Over the past 12 months, the Japanese Yen has depreciated by some 39% against the Euro. This is because investors have regained some confidence in the Euro with the easing of the European Sovereign debt crisis, but also because of the accommodative monetary policies adopted by the Bank of Japan since the end of 2012 when Shinzo Abe came to power as Japan’s Prime Minister. The Yen has depreciated by almost 27% against the US Dollar over this period - the difference between these two depreciations can be attributed to the impact of the European Sovereign debt crisis.

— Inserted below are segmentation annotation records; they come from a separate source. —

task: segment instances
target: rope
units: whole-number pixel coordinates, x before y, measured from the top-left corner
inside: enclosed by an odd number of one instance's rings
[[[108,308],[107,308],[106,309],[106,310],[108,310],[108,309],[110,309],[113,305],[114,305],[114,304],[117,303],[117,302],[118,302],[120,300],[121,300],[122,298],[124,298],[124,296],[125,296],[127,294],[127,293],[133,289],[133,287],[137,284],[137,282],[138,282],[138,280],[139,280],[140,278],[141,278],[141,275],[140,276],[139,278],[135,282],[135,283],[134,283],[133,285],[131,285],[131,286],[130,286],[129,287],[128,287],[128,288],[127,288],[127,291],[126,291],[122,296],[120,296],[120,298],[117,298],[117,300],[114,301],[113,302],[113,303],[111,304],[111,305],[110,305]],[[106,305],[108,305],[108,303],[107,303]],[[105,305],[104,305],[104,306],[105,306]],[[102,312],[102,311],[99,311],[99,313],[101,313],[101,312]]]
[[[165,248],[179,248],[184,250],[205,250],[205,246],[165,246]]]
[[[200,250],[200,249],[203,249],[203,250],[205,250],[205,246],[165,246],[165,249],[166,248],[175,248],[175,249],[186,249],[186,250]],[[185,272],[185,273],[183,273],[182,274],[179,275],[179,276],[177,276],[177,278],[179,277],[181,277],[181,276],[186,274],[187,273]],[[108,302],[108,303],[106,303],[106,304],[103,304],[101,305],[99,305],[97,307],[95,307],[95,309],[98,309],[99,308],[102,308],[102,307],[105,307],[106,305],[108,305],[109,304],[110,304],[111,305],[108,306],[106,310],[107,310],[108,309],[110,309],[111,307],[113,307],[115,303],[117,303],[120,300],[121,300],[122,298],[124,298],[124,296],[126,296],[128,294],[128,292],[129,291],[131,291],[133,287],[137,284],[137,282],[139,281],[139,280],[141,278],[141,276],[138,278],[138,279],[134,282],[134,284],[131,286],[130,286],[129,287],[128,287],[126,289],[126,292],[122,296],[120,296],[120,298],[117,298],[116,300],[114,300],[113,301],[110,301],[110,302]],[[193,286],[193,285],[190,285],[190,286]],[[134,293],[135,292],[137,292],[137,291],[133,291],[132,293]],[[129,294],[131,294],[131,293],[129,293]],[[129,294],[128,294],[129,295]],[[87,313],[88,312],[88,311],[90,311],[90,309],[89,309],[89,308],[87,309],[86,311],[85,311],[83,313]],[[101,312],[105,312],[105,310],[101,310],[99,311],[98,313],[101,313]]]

Japanese exports have continued to pick up for the fourth month figures released for June show. Compared with June 2012, Japanese exports have increased by 7.4% globally and exports to the EU rose by 8.6% which is their first increase in 21 months. This provides some evidence that things are getting better in Europe as demand has strengthened.
A weak Yen boosts direct exports from Japan, priced in Yen, but does not help with Japanese goods produced overseas – such as Nissan cars made in the UK. However, when the (in this case) Sterling profits are repatriated, they buy more Yen than was the case a year ago. It also means that Japanese manufacturers abroad have more scope to attract customers through special deals.
On the other side of the coin, Japanese imports have also risen since Japan is reliant on importing most of the raw materials that it needs and fossil fuels for power production whilst much of the nation’s nuclear power generation capacity is mothballed. Imports were up by 11.8% over the past year, contributing to a trade deficit of $1.8 billion.
Japan remains vulnerable to slowing demand in China which is one of its major trading partners. Relations with China have been strained over the sovereignty of islands in the East China Sea which both nations claim.